Não é o primeiro caso de testemunhos santos de cristãos
entre muçulmanos e os resultados poderão um dia surpreender-nos. O beato
Charles de Foucauld, por exemplo com a sua mística imitação de Cristo entre os
muçulmanos do Norte de África, assemelha-se aos barnabitas no Afeganistão. A
vida e a morte de Foucauld foram um testemunho religioso profético. Da mesma
forma, os barnabitas e outros missionários cristãos viveram vidas no
Afeganistão que foram uma combinação de profecia, presença e diálogo. Estes
missionários optaram por viver a vida escondida de Jesus entre os muçulmanos
afegãos.
De uma perspetiva meramente humana estes esforços podem
parecer coisa pouca. Mas em vez de julgar com o olhar do mundo, seria bom
prestar atenção às palavras de São John Henry Newman, que dizia que os
verdadeiros profetas e místicos cristãos são aqueles que “vivem de uma forma
desprezada pelos restantes, escolhida por Jesus de Nazaré, para formar uma
resistência ao poder e a sabedoria do mundo… Aceitam de bom grado tudo o que
lhes sucede e tiram o melhor proveito de tudo.”

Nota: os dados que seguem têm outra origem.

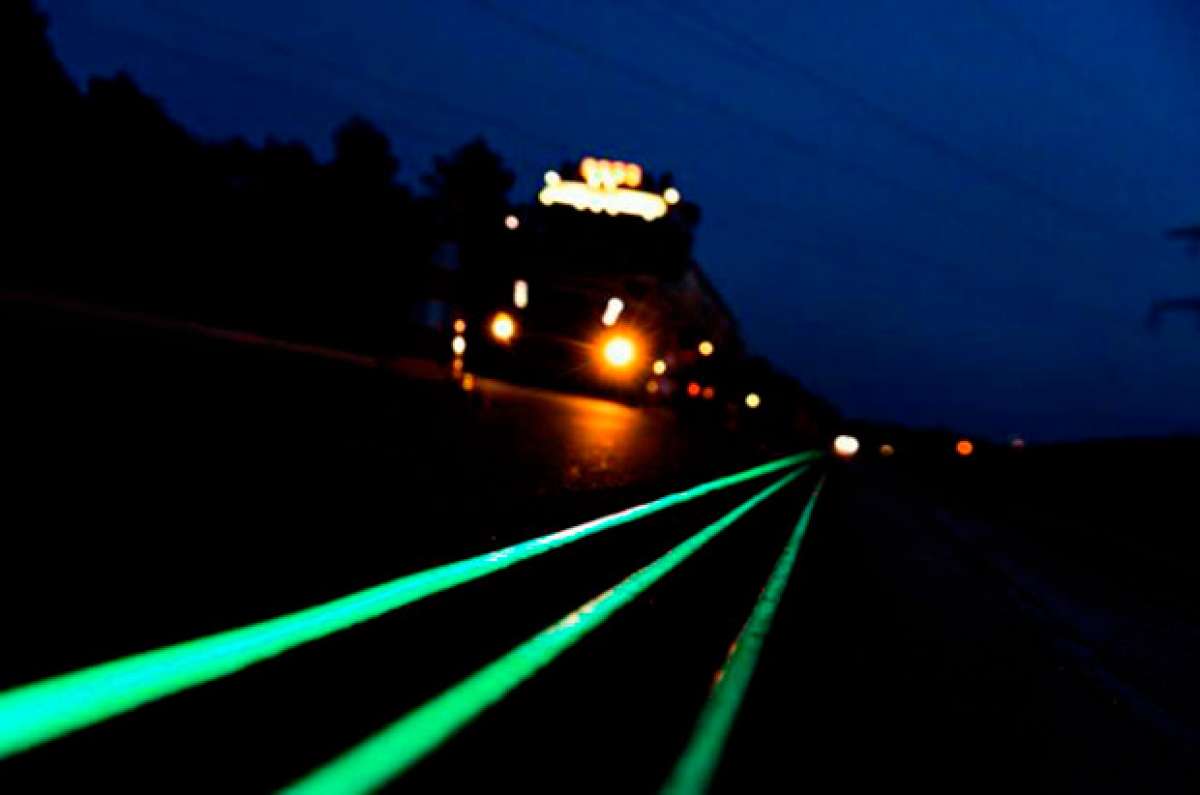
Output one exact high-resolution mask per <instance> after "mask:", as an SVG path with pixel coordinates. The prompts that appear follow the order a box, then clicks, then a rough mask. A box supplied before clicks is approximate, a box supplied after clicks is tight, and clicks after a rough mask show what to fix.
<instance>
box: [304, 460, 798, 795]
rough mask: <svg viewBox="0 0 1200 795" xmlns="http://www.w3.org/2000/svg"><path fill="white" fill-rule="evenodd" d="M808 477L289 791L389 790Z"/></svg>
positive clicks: (695, 539)
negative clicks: (748, 520) (703, 553)
mask: <svg viewBox="0 0 1200 795" xmlns="http://www.w3.org/2000/svg"><path fill="white" fill-rule="evenodd" d="M803 471H804V470H797V471H796V472H792V473H790V474H787V476H785V477H784V478H781V479H779V480H776V482H775V483H773V484H772V485H769V486H767V488H766V489H763V490H762V491H760V492H758V494H756V495H755V496H752V497H750V498H749V500H746V501H745V502H743V503H742V504H740V506H738V507H737V508H734V509H733V510H731V512H730V513H727V514H725V515H724V516H721V518H720V519H718V520H716V521H715V522H713V524H712V525H708V526H707V527H704V528H703V530H701V531H700V532H697V533H696V534H695V536H691V537H690V538H688V540H685V542H683V543H680V544H678V545H677V546H673V548H672V549H671V550H670V551H667V552H666V554H665V555H662V556H661V557H659V558H656V560H655V561H653V562H652V563H649V564H647V566H646V567H643V568H641V569H638V570H637V572H635V573H634V574H631V575H629V576H628V578H625V579H624V580H622V581H620V582H619V584H617V585H614V586H613V587H611V588H608V590H607V591H605V592H604V593H601V594H600V596H598V597H595V598H594V599H592V600H590V602H588V603H587V604H584V605H582V606H580V608H577V609H576V610H575V611H572V612H570V614H568V615H566V616H564V617H563V618H559V620H558V621H557V622H556V623H553V624H551V626H550V627H547V628H546V629H542V630H541V632H540V633H538V634H536V635H534V636H533V638H530V639H529V640H527V641H524V642H523V644H521V645H520V646H516V647H515V648H512V650H511V651H509V652H508V653H505V654H504V656H503V657H499V658H497V659H496V660H493V662H491V663H488V664H487V665H485V667H484V668H481V669H479V670H478V671H475V673H474V674H472V675H469V676H468V677H466V679H463V680H462V681H460V682H458V683H456V685H454V686H451V687H450V688H449V689H446V691H444V692H443V693H442V694H440V695H437V697H434V698H432V699H430V700H428V701H426V703H425V704H422V705H421V706H419V707H416V709H415V710H413V711H412V712H408V713H407V715H404V716H403V717H401V718H400V719H398V721H396V722H395V723H392V724H390V725H388V727H385V728H384V729H382V730H380V731H379V733H377V734H374V735H372V736H370V737H367V739H366V740H364V741H362V742H360V743H359V745H356V746H354V747H353V748H350V749H349V751H347V752H344V753H343V754H341V755H338V757H336V758H335V759H332V760H331V761H329V763H326V764H325V765H323V766H322V767H318V769H317V770H314V771H313V772H311V773H308V775H307V776H305V777H304V778H301V779H299V781H296V782H294V783H293V784H292V785H290V787H288V788H287V789H286V790H284V791H286V793H288V794H289V795H334V794H337V795H343V794H349V793H368V791H372V790H374V789H378V788H379V787H383V785H384V784H385V783H388V782H389V781H390V779H392V778H395V777H396V776H400V775H401V773H403V772H404V771H406V770H408V769H409V767H412V766H413V765H415V764H416V763H418V761H420V760H421V759H424V758H425V757H426V755H428V754H430V753H431V752H433V751H436V749H437V748H438V747H439V746H440V745H442V743H443V742H445V741H446V740H449V739H450V737H451V736H452V735H454V734H455V733H456V731H458V730H460V729H462V728H463V727H466V725H467V724H468V723H470V722H472V721H473V719H475V718H476V717H479V715H480V713H481V712H484V710H486V709H487V707H490V706H492V705H493V704H496V703H498V701H500V700H502V699H503V698H504V697H505V695H508V694H509V693H511V692H512V691H514V689H515V688H516V687H518V686H520V685H521V683H523V682H524V681H526V680H528V679H530V677H532V676H533V675H534V674H536V673H538V671H539V670H541V669H542V668H545V667H546V665H548V664H550V663H551V662H553V660H554V659H556V658H557V657H558V656H559V654H562V653H563V652H564V651H566V650H568V648H570V647H571V646H574V645H575V644H576V642H578V641H580V640H581V639H583V638H584V636H586V635H587V634H588V633H590V632H592V630H593V629H595V628H596V627H599V626H600V624H602V623H604V622H605V621H606V620H607V618H608V617H611V616H612V615H613V614H614V612H617V610H619V609H620V608H623V606H625V605H626V604H629V603H630V602H632V600H634V599H635V598H637V596H638V594H641V593H642V592H644V591H646V590H647V588H649V587H650V586H652V585H654V584H655V582H658V581H659V580H660V579H662V576H665V575H666V574H667V573H670V572H671V570H672V569H674V568H676V567H678V566H679V564H680V563H683V562H684V561H686V560H688V558H689V557H691V555H694V554H695V552H696V551H697V550H698V549H700V548H701V546H703V545H704V544H707V543H708V542H710V540H712V539H713V538H714V537H716V534H718V533H720V532H721V531H724V530H725V528H726V527H728V526H730V525H732V524H733V522H736V521H737V520H738V519H740V518H742V516H744V515H745V514H746V513H748V512H749V510H750V509H751V508H754V507H755V506H757V504H758V503H761V502H762V501H763V500H767V498H768V497H769V496H772V495H773V494H775V492H776V491H779V490H780V489H782V488H784V486H785V485H787V484H788V483H791V482H792V480H794V479H796V478H797V477H799V476H800V473H802V472H803Z"/></svg>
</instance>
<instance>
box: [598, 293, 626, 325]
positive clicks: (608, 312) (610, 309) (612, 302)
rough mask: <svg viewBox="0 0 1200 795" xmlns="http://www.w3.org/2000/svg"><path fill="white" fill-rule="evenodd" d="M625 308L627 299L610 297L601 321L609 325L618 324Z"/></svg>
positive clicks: (601, 317) (604, 310)
mask: <svg viewBox="0 0 1200 795" xmlns="http://www.w3.org/2000/svg"><path fill="white" fill-rule="evenodd" d="M624 309H625V301H623V300H620V299H619V298H610V299H608V305H607V306H605V307H604V317H601V318H600V322H601V323H604V324H605V325H608V327H612V325H616V324H617V321H618V319H619V318H620V313H622V312H623V311H624Z"/></svg>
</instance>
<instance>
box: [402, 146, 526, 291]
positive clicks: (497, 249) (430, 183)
mask: <svg viewBox="0 0 1200 795" xmlns="http://www.w3.org/2000/svg"><path fill="white" fill-rule="evenodd" d="M421 183H422V184H424V185H425V186H426V189H428V191H430V193H431V199H432V203H433V210H434V214H436V216H437V222H438V226H439V232H440V234H442V235H443V237H444V238H445V239H448V240H452V241H455V243H457V244H458V257H460V259H461V261H462V264H463V267H466V268H468V269H479V268H484V267H486V265H487V264H488V263H496V262H497V259H502V258H503V257H504V255H503V253H502V252H503V251H504V250H505V239H504V233H505V232H506V231H505V228H504V216H505V215H506V214H508V213H509V191H511V190H512V185H514V184H515V183H516V177H515V175H514V174H512V172H511V171H509V169H508V168H506V167H505V166H504V161H503V160H502V159H500V156H499V155H498V154H496V153H494V151H493V150H492V149H491V147H488V145H487V142H485V141H484V139H482V138H476V139H474V141H472V142H470V143H468V144H467V145H464V147H462V148H461V149H458V150H457V151H455V153H454V154H452V155H451V156H450V157H437V159H434V161H433V171H432V172H431V173H428V174H426V175H424V177H422V178H421Z"/></svg>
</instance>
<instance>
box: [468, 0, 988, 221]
mask: <svg viewBox="0 0 1200 795" xmlns="http://www.w3.org/2000/svg"><path fill="white" fill-rule="evenodd" d="M469 1H470V2H473V4H474V5H475V6H478V7H480V8H482V10H484V11H487V12H488V13H491V14H493V16H496V17H497V18H499V19H500V20H503V22H505V23H506V24H509V25H511V26H512V28H515V29H517V30H520V31H522V32H524V34H527V35H529V36H533V37H535V38H539V40H541V41H544V42H547V43H551V44H553V46H554V47H558V48H562V49H565V50H568V52H570V53H572V54H575V55H577V56H578V58H582V59H586V60H590V61H594V62H599V64H602V65H604V66H605V67H606V68H610V70H614V71H618V72H623V73H624V74H626V76H629V77H631V78H634V79H635V80H636V82H637V83H638V84H642V85H647V86H652V88H654V89H656V90H659V91H660V92H662V94H665V95H667V96H671V97H673V98H677V100H678V98H683V100H685V101H688V102H689V103H690V104H694V106H696V107H700V108H702V109H704V110H707V112H709V113H712V114H714V115H719V116H721V118H724V119H726V120H728V121H731V122H733V124H734V125H737V127H739V128H749V130H751V131H754V132H755V133H757V135H758V136H760V137H761V138H764V139H767V141H769V142H770V143H773V144H774V145H776V147H778V148H780V149H781V150H784V151H788V153H791V154H793V155H796V156H798V157H802V159H806V160H809V161H812V162H816V163H820V165H822V166H826V167H829V168H832V169H833V171H836V172H840V173H844V174H852V175H854V177H856V178H860V179H865V180H866V181H869V183H872V184H875V185H877V186H880V187H884V189H887V190H889V191H892V192H894V193H904V195H907V196H910V197H913V198H917V199H919V201H922V202H924V203H932V204H938V205H942V207H943V208H946V210H947V211H949V213H954V214H958V215H962V214H964V207H962V205H961V204H959V203H954V202H950V201H948V199H944V198H942V197H941V196H937V195H932V193H929V192H925V191H922V190H919V189H916V187H913V186H912V185H910V184H907V183H904V181H901V180H896V179H893V178H890V177H887V175H882V174H880V173H878V172H876V171H872V169H870V168H868V167H864V166H863V165H862V163H858V162H856V161H848V160H844V159H841V157H839V156H838V155H836V154H835V153H832V151H830V150H828V149H823V148H821V147H818V145H815V144H810V143H805V142H802V141H799V139H798V138H796V137H794V136H792V135H791V133H790V132H787V131H784V130H779V128H775V127H773V126H770V125H768V124H764V122H762V121H760V120H757V119H755V118H752V116H749V115H745V114H744V113H739V112H738V110H736V109H734V108H732V107H730V106H728V104H726V103H724V102H721V101H720V100H718V98H714V97H712V96H709V95H707V94H703V92H702V91H698V90H695V89H692V88H689V86H686V85H682V84H678V83H673V82H671V80H666V79H664V78H661V77H659V76H658V74H654V73H653V72H649V71H646V70H641V68H638V67H636V66H634V65H631V64H629V62H626V61H623V60H620V59H617V58H613V56H611V55H608V54H607V53H604V52H601V50H596V49H593V48H589V47H586V46H582V44H580V43H577V42H576V41H574V40H571V38H569V37H566V36H563V35H562V34H559V32H557V31H554V30H552V29H550V28H546V26H545V25H540V24H538V23H536V22H533V20H530V19H528V18H526V17H522V16H520V14H515V13H512V12H510V11H508V10H506V8H502V7H499V6H497V5H496V4H494V2H491V1H490V0H469ZM973 220H979V219H973ZM986 221H988V222H995V219H992V217H988V219H986Z"/></svg>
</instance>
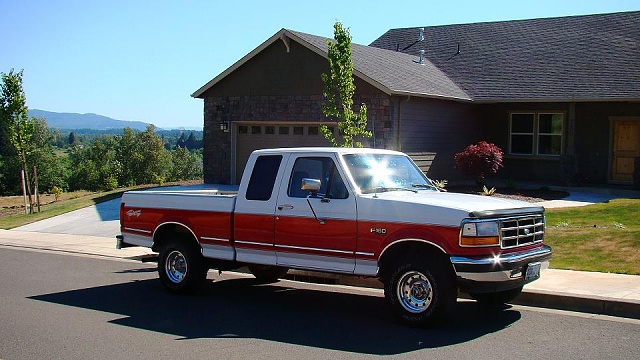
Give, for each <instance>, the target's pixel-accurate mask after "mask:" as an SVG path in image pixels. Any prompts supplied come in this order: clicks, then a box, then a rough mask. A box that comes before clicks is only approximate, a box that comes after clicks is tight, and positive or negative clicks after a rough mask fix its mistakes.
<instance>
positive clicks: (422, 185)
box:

Os barnabitas não foram para o Afeganistão para converter
e evangelizar os muçulmanos locais, pregando abertamente o Evangelho. As
condições não o permitiam. Mas de acordo com fontes fiáveis, existe agora um
pequeno grupo de afegãos que se converteu do Islão e pratica o
Cristianismo em segredo. Tal como noutros países muçulmanos, esses
convertidos podem estar escondidos agora, mas talvez o futuro nos surpreenda.
Podemos falar da missão barnabita aos afegãos como uma
“missão cumprida?” Não, ou pelo menos não no sentido normal dessas palavras.
Mas há esperança para o futuro da missão no Afeganistão? O Afeganistão está
atualmente em caos. O testemunho que os barnabitas deixaram no Afeganistão são
sementes que poderão levar a um florescimento surpreendente, quando Deus assim
quiser, entre as futuras gerações de afegãos.
Ines A. Murzaku é professora de Religião na Universidade
de Seton Hall. Tem artigos publicados em vários artigos e livros. O mais
recente é Monasticism in Eastern Europe and the Former Soviet Republics.
Colaborou com vários órgãos de informação, incluindo a Radio Tirana (Albânia)
durante a Guerra Fria; a Rádio Vaticano e a EWTN em Roma durante as revoltas na
Europa de Leste dos anos 90, a Voice of America e a Relevant Radio, nos EUA.